Un an après la victoire «historique» du Parti de la justice et du développement, souvent qualifié d’islamiste modéré, aux élections législatives, le 25 novembre 2011, le gouvernement d’Abdelilah Benkirane doit faire face à une marée de critiques, notamment de la part de l’opposition qui l’accuse de jouer un rôle de surface. «Tout le monde a pensé que les choses s'étaient stabilisées, or elles ne le sont pas encore : nous sommes à la recherche d'un nouveau rythme que nous voulons démocratique», estime Ali Bouabid, membre du bureau national de l'Union socialiste des forces populaires (USF), rapporte ce samedi 24 novembre le quotidien français le Monde, dans un article qui retrace cette première année «de cohabitation» entre le gouvernement et le Palais.
«Un an de cohabitation» ?
Depuis l’adoption de la nouvelle Constitution, le 1e jullet 2011 par voie de référendum, une seule des vingt lois organiques devant accompagner la mise en œuvre du nouveau texte a été votée au Parlement. «Aucun grand débat de société n'a été ouvert, aucune réforme d'ampleur n'a été lancée, malgré une situation économique dégradée, un taux de chômage qui avoisine les 30 % chez les jeunes et une protection sociale qui fait défaut à un quart de la population», déplore le journal français qui estime que «2012 a été une année de rodage entre le Palais et le gouvernement».
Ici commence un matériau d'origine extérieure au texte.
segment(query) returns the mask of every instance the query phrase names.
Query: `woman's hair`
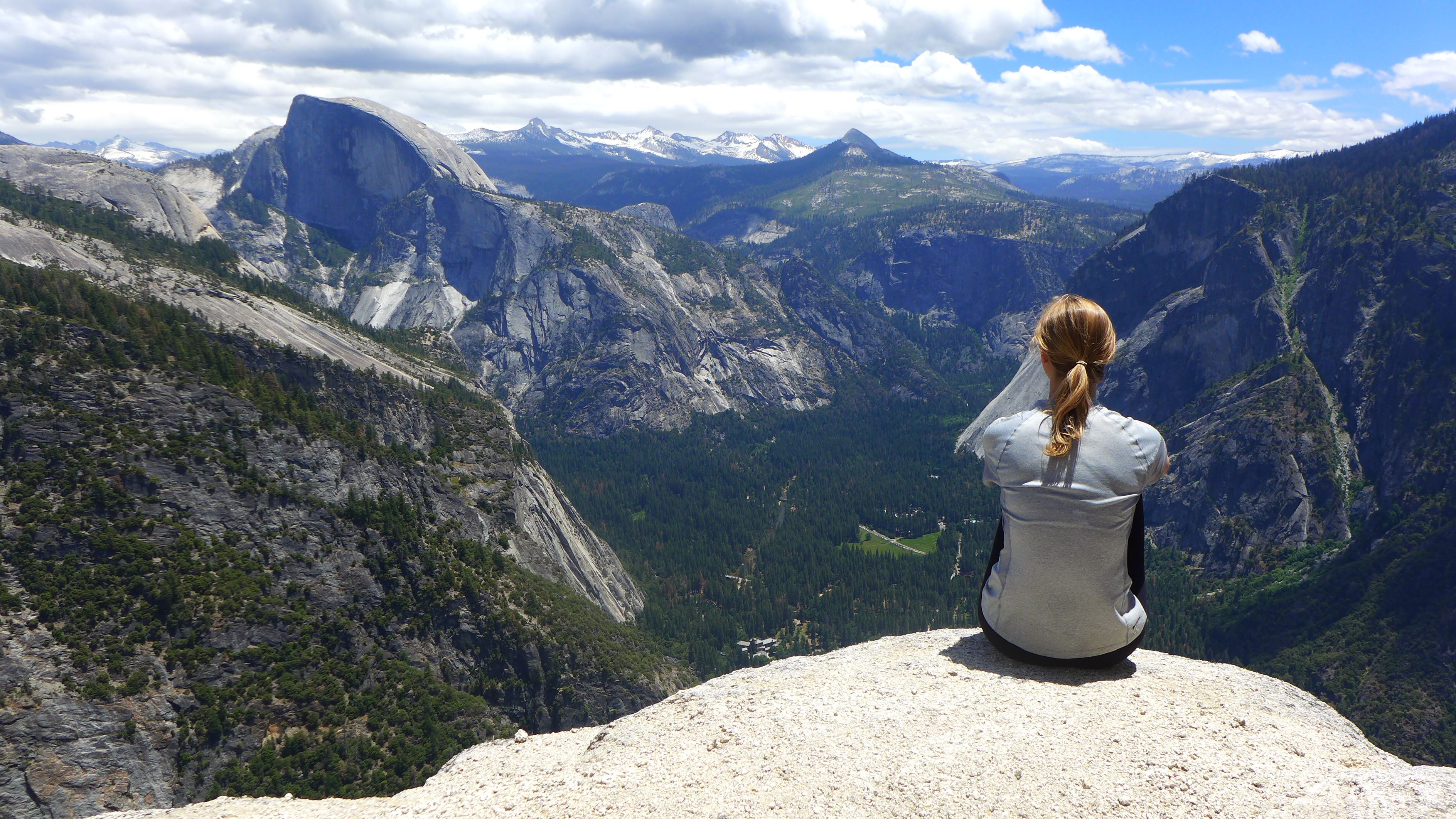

«Les débats sur les lois organiques sont aussi importants que la Constitution», rappelle Ali Bouabid. «Or il faut tenir compte à la fois des habitudes de la monarchie, qu'il ne faut pas bousculer, des mouvements de l'opinion publique, un acteur nouveau au Maroc, et des attentes ou des frustrations que la marmite du "printemps arabe" a fait exploser», poursuit-il avant d’ajouter : «Sur plus d'un plan, le gouvernement préfère continuer à jouer un rôle d'intendance», estime Ali Bouabid. Une opinion partagée par bien d’autres, qu’ils soient dans le milieu politique, ou associatif.
Retour à la case départ ?
Parallèlement à l’arrivée au pouvoir du PJD, plusieurs membres de l’ancien gouvernement, à l’image de Taïeb Fassi Fihri , ancien ministre des Affaires étrangères ou Yassir Zenagui, ancien ministre du Tourisme, ont été élevés au rang de conseillers royaux. Ces derniers ont d’ailleurs accompagné le souverain lors de sa récente tournée dans les pays du Golfe, début octobre dernier. «Normalement, ce sujet aurait dû être un champ de bataille, mais non, rien», déplore Khadija Ryadi, présidente de l'Association marocaine des droits de l'homme (AMDH).
«On revient presque à la case départ. La Constitution reste théorique. Elle est venue apaiser, calmer. Ce n'est pas suffisant, mais cela a réussi», a-t-elle estimé. Et d’ajouter : «Les interventions de la police deviennent violentes, la situation en Syrie et en Libye est utilisée pour faire peur. Et pour montrer aux gens qu'il n'y a pas de changement pacifique».
Les islamistes mécontents
Les Islamistes d’Al Adl Wal Ihsane, un parti non reconnu mais toléré par les autorités, sont également du même avis, ou presque. «Qu'est-ce que ce gouvernement a d'islamiste ? Franchement, je ne vois pas», martèle Abdellah Chibani, l'un des dirigeants du parti, contacté également par le Monde. «Ce n'est qu'un gouvernement de façade à qui on a délégué quelques affaires, le vrai gouvernement, ce sont les conseillers du roi», souligne le parti de Cheikh Yassine. «Aujourd'hui, la soupape de sécurité du régime, c'est un gouvernement islamiste, mais un jour, dans deux, trois ans, cela ne suffira peut-être plus», assure Chibani.
Les principaux intéressés, eux, n’entendent pas les choses de la même oreille. Pour Mustapha El Khalfi, ministre de la Communication et porte-parole du gouvernement, il est question de «coopération». «Il y a des attributions constitutionnelles claires, nous travaillons dans un cadre de coopération avec l'ensemble des institutions sous la conduite de Sa Majesté», affirme le ministre avant de souligner : «nous avons choisi une troisième voie, entre révolution et continuité».